Programming AVR in Assembly or Machine Language

The question I'm going to ask you is a very simple one- How can I program (AVR in general) my Atmega 328P in Machine or Assembly Language? I know it is possible as all microcontrollers, no matter which language they are running convert high level language to low level languages and utimately Machine language. That's the job of the compiler. I want to run assembly or machine language because-

  1. It is relatively new for me. I have done programming in C and hope it repeat my success in Arduino language as well but I also want to learn assembly or machine in my quest to get a deeper understanding of computer systems and what better medium to learn it for than my favorite microprocessor.
  2. I have heard that it is tad faster. However, that applies to computers but maybe I may find something to make my code faster in this domain. For example- say the person who coded a for loop for AVR would have done his coding in machine or assembly. If I am able to get that coding and I know either machine or assembly, I may be able to find bugs in his code and make it faster. This is what hacking was in its original form and this is what I want to do.
  3. The outcomes of this job are relatively infinte and out of my scope to mention them here.

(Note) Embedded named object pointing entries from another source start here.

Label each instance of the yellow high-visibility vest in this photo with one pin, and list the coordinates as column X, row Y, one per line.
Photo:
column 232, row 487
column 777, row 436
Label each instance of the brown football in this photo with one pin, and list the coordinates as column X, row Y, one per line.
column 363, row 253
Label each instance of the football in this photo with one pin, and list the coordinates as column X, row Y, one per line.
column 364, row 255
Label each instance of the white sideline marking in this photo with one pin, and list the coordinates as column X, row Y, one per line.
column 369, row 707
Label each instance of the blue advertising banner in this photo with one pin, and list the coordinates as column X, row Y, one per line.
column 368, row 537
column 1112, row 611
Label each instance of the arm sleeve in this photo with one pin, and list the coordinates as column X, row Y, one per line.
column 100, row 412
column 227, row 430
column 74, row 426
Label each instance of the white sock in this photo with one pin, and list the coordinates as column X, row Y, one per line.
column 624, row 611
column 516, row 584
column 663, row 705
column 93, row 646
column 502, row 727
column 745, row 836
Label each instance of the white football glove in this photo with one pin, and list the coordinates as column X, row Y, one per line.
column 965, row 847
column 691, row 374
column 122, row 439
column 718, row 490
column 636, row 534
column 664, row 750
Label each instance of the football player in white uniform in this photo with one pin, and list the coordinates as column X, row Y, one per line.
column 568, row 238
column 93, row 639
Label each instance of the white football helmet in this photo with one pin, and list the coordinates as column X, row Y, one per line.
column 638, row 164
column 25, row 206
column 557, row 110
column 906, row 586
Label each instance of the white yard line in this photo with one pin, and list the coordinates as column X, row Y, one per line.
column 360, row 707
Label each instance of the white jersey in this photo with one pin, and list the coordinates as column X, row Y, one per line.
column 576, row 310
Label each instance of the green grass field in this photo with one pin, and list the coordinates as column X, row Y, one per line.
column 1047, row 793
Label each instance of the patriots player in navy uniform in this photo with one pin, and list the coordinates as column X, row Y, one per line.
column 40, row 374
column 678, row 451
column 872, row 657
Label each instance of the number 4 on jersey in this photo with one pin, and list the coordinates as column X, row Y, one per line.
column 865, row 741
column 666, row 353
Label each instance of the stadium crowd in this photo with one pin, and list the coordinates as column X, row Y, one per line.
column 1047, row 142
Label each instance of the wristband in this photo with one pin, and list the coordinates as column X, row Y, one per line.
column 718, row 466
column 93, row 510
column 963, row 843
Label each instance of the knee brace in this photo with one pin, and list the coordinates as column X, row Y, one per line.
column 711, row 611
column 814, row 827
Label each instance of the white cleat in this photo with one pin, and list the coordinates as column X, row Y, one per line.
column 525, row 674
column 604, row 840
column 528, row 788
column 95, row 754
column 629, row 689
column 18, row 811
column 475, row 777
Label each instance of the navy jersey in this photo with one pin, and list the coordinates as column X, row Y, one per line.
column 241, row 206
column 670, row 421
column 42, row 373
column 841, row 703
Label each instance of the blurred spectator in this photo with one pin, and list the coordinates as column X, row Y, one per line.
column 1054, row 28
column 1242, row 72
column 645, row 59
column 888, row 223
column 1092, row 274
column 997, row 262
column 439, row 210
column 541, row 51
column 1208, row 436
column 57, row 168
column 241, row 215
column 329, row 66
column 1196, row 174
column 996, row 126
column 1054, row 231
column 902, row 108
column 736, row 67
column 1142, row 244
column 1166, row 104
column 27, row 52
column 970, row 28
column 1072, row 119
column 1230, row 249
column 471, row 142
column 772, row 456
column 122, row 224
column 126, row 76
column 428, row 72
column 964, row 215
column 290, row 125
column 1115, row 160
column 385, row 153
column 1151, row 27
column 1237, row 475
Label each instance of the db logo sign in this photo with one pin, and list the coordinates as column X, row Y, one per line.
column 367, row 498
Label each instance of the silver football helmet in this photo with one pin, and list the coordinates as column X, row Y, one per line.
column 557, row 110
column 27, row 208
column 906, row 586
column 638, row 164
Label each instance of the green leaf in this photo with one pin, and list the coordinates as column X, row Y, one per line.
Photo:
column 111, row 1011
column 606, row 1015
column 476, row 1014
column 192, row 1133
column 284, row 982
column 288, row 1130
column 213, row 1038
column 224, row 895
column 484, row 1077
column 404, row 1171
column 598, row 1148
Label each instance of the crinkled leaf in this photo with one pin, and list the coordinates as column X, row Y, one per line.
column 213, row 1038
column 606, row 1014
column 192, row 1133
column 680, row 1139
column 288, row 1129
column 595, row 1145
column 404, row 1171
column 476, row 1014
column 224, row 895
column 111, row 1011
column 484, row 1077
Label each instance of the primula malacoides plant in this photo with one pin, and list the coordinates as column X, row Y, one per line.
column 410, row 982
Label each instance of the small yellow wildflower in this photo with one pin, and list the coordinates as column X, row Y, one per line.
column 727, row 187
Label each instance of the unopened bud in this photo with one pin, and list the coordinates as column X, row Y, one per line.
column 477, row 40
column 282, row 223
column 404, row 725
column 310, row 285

That's why I request the LMR community to help me and bombard me with information please!! :)

I can’t seem to get to Google at the moment, but,

a simple search will tell you as much as any of us can.

Good luck

Good luck with your assembly language programming Vishu.

I spent 12 years once working in assembly on a project.  When you first start, you thing that you MUST be doing something wrong, because it seems to take a lot more lines of code.  In general I think its about 10 lines of assembly to every 1 line of a higher level language.  Programmers seem to average about 1 mistake every 10 lines of code …so… you usually make 10x more mistakes in assembly language.

That said it can be a bit faster, but is well worth learning, since you come away with a much better understanding of what the computer and the compiler are doing.

Good luck and have fun, let us know what you think of assembly language.